Foothills Restoration Forum Fall Info Session Breakout Discussion Summary: Forming a Native Plant Cooperative for Southern Alberta and the Prairies
- Discuss the current barriers experienced when sourcing suitable native plant material for projects.
- Availability of plants (reliable sources, accurate descriptions, quality, quantities, region specific, avoiding substitution, insufficient native species availability, and species diversity within grasses as well as inclusion of structural layers-shrubs, forbs etc). Also native harvest sources (location, access to private or public lands, lack of equipment).
- Lack of education within professionals/consultants/industry.
- Some are not aware of the ANPC source list (needs to be updated).
- Lack of knowledge: reproduction/propagation/production.
- More government guidance may be required to support: tree criteria, cultivars, locations of species to harvest, equipment to collect species bank. Also more precise instruction and information are required, e.g. plant community reference guide.
- Standards may be required to address: supplier certification, reporting, fraudulent seed, proper identification of sources and storage, removal of invasive species from seed bank.
- Standards of Seed Analysis, are they credible between US and Canada? (labeling /seed names are not consistent).
- Disjunct between industry and consultants, not enough lead time for seed production provided during project planning phase.
- Cost effectiveness.
- Insufficient people on the ground to collect seed – seed cleaning/harvesting/propogation/distribution. Is there a way to motivate and support growers?
2. Discuss within the group the concept of a native plant material cooperative for the prairies which could be web based and facilitated through the Foothills Restoration Forum. Discuss the feasibility and how it might function.
- Web enabled system – connect users and producers to buy and sell (Kijiji style) mapping/database of collection sites.
- Someone must lead quality control – must have certification/training/professional designation.
- Include only certified collection sites and growers – record keeping required and may need to establish a certification process. Try to include a ‘seller rating’ system.
- Consider including an application for smart phones.
- Those who can accommodate the demands – standardize to have a better idea of what people want and who can source it – may be bias to those who can, may limit small producers.
- FRF warehouse link – to list all suppliers, growers and users. Is there a way to incorporate a listing of landowners that would allow native harvesting on their land?
- Include a standardized form to label reclamation efforts – to help educate others.
- The order system could be ‘contract-based’ with strict terms and conditions for participation.
- There should be “seed zones” (scientifically proven and perhaps based on natural subregions).
- Storage logistics are challenging (consider Government storage facilities).
- Government / Industry funded
- Seedbanking similar to the oilsands initiative, Coop could market themselves as the main source for seed in southern Alberta and make the work cost effective. Need to educate industry, consultants and producers about seedbanks.

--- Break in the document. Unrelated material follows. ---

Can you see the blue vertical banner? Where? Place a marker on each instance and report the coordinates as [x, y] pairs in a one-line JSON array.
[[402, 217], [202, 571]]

- Put producer and consumer in contact with one another through “Ropin the Web” (Agriculture and Rural Development).
- Advertise that funding is required, there are a multitude of organizations that could provide financial backing to restore Alberta’s native seed bank.
- Additional Suggestions
- Lend out native seed harvesters to landowners and municipalities.
- Notifications of good seed production areas (use GVI, plant community guides).

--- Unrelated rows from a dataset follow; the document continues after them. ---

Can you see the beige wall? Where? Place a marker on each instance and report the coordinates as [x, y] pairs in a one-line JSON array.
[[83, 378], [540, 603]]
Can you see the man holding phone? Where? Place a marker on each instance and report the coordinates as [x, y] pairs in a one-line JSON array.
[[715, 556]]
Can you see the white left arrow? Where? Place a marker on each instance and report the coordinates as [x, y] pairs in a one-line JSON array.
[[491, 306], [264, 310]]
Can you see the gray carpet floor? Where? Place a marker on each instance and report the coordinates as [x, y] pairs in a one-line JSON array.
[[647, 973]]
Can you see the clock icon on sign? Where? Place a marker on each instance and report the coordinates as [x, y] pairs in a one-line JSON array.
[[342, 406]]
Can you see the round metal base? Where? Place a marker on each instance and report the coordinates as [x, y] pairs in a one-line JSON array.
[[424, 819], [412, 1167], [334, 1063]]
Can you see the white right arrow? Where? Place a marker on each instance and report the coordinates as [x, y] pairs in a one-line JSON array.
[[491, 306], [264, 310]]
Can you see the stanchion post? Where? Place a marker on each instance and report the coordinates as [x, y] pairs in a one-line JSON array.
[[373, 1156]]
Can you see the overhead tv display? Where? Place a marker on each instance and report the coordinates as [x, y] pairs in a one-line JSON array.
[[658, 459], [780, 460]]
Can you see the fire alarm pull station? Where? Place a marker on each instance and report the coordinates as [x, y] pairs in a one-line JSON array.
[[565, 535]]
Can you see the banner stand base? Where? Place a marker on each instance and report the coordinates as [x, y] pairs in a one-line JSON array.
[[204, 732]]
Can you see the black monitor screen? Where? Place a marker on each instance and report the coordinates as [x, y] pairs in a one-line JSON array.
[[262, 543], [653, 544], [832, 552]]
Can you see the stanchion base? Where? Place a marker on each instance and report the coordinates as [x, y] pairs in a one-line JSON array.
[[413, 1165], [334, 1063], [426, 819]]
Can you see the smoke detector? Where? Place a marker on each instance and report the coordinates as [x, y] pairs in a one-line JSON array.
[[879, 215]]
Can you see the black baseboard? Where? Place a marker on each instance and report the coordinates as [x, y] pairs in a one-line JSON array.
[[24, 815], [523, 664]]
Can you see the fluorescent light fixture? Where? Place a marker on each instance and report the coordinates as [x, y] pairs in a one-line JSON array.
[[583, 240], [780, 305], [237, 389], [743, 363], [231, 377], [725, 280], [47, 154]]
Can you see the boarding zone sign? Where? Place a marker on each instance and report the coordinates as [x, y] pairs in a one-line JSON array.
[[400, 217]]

- Spreadsheet with a list of available species and amounts that consumers can look at to purchase, similar to the ANPC list.
- Network sources – allow them to distribute resources to meet demand, and possibly allow ability to identify others working within similar parameters to share ideas.
- Include links to other sources (Saskatchewan guidelines, seed mixes).
- There is a need for an ‘information guide’ for plants to clarify timing, scarifying, and freezing components relative to reclamation.